ILMAはわずか13坪の敷地に建つ、私の大学の友人の家です。その狭小ぶりも、飛び抜けたローコストも、当時の私にははじめてのことばかりで、逆に怖いもの知らずで突っ走ることができた家でした。
同じく建築を飯の種にする友人との設計議論が盛りあがったせいもあるかもしれません。痛い思いや危ない思いもいっぱいしましたが、ILMAは無事完成し、私にとっては初期の代表作となりました。この住宅ができたおかげで、私も少しは設計で食べていけるようになったとも言えるかもしれません。
さてそんな若気の至りで突っ走った家でしたから、クライアントの友人も住みこなしにはずいぶん苦労したと思います。でも一度もクレームらしいクレームをもらったことがありませんでした。それには本当に友人に感謝しているのです。
そんなILMAも改修の時を迎えました。私もその後いろんな設計の経験値を蓄え、友人夫妻も同じように歳を重ね、子どもができ、そんな今だからこそ考えられるキッチンの形やライフスタイルを、また十数年前のあの時と同じように膝を突き合わせて何ヶ月も打合せを重ねてきました。
・・こんなことを言ってはなんなのですが、もう今となってはこういう小さな改修仕事をうちの事務所では請けられなくなっているんですね。実際スタッフは手一杯で、こういう仕事に担当をつけることができません。
だから今回は私がすべて一人でやりました。図面もすべて私が描いて、打合せも、現場も一人で通いました。そう、だからあの時と同じなんです。正直家具図を自分で全て描いたのは久しぶりですよ。
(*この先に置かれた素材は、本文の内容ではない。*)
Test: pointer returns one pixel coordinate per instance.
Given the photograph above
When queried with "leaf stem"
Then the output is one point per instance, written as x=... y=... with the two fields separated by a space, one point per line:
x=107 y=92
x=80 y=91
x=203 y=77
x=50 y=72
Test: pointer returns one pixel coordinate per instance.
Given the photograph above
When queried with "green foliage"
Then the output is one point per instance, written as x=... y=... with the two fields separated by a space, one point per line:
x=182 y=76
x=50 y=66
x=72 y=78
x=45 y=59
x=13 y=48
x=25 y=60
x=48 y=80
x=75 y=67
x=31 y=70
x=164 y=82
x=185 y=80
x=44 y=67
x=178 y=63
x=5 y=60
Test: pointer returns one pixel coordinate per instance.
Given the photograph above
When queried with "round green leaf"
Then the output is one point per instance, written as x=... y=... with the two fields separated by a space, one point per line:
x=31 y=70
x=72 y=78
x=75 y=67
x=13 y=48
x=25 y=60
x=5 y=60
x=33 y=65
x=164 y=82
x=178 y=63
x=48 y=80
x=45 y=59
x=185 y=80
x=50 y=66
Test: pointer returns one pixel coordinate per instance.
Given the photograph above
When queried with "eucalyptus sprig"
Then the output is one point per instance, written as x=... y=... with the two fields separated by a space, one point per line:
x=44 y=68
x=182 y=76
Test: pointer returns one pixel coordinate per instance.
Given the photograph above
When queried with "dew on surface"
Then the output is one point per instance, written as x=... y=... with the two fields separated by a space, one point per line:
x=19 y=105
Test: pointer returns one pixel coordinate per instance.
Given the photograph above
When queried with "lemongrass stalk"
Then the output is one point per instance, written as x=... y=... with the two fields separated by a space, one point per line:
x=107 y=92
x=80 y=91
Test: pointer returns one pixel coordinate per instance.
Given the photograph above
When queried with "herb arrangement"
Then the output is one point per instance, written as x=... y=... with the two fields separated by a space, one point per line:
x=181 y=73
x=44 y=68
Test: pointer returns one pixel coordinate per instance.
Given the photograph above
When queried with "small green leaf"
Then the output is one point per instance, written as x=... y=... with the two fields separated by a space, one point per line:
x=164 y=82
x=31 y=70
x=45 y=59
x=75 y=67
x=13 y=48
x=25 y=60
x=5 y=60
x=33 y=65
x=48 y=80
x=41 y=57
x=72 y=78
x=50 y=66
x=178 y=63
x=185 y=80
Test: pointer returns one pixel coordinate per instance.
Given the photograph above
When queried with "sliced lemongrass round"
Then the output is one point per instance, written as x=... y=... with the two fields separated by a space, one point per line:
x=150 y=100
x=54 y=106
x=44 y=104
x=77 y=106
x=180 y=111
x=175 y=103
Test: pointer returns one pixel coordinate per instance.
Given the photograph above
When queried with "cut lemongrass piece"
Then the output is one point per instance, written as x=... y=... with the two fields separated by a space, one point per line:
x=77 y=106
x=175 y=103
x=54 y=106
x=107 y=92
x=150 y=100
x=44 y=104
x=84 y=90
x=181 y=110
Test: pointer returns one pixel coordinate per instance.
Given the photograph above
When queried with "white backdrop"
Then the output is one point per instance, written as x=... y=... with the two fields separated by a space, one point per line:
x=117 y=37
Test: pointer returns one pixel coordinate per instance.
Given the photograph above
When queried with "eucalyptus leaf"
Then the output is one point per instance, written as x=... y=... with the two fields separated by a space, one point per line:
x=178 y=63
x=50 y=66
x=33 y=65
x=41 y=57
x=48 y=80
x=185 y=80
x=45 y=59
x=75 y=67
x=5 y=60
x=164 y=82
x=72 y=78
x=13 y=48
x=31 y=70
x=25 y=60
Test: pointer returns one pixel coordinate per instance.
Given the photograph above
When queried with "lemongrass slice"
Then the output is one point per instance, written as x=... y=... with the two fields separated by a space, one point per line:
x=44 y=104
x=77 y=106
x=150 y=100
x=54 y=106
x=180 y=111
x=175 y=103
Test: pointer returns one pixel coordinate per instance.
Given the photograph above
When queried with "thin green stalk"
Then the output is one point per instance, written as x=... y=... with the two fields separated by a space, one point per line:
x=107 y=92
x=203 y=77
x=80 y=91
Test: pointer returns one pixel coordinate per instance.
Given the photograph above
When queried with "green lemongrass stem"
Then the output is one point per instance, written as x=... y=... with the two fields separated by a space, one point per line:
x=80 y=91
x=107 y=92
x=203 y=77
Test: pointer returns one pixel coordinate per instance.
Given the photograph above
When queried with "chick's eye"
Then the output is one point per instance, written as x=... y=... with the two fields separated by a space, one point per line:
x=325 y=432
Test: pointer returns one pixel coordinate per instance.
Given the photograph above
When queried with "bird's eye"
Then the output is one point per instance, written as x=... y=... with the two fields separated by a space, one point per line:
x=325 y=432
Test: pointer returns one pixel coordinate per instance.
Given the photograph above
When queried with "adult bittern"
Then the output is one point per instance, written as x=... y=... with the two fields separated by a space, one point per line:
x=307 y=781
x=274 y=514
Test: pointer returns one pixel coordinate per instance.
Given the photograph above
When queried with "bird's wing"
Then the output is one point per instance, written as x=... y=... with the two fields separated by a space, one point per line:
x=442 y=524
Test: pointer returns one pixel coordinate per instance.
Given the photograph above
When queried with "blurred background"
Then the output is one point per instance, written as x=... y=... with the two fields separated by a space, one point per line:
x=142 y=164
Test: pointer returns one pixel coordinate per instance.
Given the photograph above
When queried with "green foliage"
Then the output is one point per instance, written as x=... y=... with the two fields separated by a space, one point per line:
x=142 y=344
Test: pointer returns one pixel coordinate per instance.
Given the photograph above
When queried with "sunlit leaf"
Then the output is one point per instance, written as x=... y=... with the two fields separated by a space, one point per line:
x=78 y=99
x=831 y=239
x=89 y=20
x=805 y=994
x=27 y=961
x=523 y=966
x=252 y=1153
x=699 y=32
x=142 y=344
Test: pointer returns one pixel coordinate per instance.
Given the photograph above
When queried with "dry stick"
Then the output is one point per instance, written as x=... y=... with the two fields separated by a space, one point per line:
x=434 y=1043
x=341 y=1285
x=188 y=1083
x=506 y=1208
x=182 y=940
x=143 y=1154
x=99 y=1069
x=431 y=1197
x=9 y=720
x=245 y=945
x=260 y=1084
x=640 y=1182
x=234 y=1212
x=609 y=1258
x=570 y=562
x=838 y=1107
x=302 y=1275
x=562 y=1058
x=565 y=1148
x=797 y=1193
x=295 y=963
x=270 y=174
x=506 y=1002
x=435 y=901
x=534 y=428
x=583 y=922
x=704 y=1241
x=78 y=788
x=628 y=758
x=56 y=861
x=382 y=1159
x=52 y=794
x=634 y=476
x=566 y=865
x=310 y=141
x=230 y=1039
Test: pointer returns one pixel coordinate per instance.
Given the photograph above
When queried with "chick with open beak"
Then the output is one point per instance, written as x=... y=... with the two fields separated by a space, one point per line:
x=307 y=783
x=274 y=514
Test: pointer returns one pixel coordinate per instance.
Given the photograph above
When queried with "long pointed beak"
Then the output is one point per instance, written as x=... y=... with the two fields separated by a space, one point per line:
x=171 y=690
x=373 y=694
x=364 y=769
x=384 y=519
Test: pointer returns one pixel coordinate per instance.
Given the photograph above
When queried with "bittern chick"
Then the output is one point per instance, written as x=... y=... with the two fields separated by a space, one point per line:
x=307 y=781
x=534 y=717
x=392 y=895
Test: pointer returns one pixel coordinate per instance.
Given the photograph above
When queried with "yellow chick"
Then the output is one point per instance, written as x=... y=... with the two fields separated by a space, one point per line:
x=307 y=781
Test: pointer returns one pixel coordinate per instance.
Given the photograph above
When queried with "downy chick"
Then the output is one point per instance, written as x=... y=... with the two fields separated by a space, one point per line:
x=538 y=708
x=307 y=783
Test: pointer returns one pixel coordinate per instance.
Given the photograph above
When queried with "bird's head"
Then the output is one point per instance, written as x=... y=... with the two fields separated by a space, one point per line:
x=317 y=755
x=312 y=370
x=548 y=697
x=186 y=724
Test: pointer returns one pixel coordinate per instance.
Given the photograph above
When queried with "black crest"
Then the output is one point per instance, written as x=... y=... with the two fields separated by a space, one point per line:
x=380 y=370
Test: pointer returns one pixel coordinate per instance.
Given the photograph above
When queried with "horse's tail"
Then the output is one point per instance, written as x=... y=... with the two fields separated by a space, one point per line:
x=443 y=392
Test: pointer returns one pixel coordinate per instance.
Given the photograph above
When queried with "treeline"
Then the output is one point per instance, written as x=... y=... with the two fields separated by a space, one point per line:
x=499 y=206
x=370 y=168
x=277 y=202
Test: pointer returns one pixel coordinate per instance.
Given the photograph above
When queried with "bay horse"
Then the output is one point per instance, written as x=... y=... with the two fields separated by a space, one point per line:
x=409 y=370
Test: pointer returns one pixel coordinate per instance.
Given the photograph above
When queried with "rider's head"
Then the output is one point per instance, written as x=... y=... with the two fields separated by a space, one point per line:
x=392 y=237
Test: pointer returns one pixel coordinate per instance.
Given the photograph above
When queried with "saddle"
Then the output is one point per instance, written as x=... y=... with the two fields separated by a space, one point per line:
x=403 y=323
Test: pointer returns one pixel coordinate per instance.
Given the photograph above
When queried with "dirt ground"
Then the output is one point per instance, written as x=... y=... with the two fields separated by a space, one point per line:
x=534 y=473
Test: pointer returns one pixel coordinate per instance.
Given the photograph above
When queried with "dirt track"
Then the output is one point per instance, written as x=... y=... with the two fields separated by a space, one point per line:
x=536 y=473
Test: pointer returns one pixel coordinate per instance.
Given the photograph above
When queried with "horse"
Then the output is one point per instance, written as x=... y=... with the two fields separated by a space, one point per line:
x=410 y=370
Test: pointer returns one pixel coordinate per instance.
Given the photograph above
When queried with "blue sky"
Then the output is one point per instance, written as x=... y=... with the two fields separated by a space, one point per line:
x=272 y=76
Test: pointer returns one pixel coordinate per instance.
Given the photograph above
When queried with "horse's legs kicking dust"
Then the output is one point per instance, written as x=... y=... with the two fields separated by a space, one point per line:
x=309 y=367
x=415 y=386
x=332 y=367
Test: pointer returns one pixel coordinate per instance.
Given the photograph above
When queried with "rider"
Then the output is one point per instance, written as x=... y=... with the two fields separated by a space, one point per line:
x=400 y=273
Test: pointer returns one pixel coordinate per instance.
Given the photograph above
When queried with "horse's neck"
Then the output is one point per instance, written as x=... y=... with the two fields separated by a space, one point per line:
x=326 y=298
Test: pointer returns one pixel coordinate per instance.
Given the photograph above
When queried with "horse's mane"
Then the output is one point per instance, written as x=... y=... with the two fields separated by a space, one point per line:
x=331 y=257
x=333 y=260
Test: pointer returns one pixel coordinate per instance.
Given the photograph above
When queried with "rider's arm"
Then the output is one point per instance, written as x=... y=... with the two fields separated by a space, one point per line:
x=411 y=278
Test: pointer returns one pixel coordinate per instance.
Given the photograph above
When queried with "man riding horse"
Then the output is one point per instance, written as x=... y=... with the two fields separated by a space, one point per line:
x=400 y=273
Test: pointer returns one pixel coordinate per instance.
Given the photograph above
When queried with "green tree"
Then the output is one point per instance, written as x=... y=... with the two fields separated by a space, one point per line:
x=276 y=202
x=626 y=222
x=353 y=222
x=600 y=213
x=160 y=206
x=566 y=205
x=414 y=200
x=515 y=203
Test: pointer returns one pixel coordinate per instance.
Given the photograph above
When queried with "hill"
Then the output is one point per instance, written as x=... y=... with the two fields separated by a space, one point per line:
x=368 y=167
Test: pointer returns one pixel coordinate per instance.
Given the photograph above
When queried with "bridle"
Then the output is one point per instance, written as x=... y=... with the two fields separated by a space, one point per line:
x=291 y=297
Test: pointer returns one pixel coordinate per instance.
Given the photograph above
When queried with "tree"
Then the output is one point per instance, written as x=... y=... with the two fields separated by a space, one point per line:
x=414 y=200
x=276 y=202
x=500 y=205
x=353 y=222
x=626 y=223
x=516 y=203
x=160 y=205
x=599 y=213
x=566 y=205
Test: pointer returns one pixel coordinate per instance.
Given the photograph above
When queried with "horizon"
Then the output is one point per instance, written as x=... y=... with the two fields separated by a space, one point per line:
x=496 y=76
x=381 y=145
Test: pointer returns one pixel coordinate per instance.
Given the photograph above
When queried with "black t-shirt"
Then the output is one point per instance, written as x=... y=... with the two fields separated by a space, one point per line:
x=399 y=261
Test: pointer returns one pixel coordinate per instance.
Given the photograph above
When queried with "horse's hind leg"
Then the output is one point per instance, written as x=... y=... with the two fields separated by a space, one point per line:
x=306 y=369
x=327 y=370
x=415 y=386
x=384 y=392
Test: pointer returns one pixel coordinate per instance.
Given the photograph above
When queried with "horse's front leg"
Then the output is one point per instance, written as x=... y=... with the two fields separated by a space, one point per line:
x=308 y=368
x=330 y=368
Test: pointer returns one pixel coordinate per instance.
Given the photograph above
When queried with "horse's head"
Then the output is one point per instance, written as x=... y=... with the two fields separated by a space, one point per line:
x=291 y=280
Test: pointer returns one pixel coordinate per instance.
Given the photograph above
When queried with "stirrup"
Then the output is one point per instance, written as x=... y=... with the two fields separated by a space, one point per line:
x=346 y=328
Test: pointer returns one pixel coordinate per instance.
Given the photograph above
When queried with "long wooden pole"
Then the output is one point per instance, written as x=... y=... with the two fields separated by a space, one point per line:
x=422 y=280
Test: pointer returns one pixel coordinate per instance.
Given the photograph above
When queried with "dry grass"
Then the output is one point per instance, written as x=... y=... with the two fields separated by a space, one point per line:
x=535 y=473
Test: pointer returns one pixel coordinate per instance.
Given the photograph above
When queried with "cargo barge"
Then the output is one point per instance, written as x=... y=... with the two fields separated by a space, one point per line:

ちょっと楽しかったですけどね。
できあがってみて、やっぱり感慨がありましたね。
あれから10年。そして、この先10年。
あと10年もしたら、娘さんも家を出て行くかもしれないな。そうしたら第三期計画がはじまるのかもしれない。そうやって永く住みつないでいってもらいたいなあと思います。
なんといっても、この家は私にとってはじめての家なんですから。もう何十件も設計してきましたけど、この先も何十件も設計してゆくと思いますけど、はじめての家はいつまでたってもはじめての家なんです。
下は当時との比較写真。
若かったねえ!でもやっぱキミ、今の方がいい顔してるよ。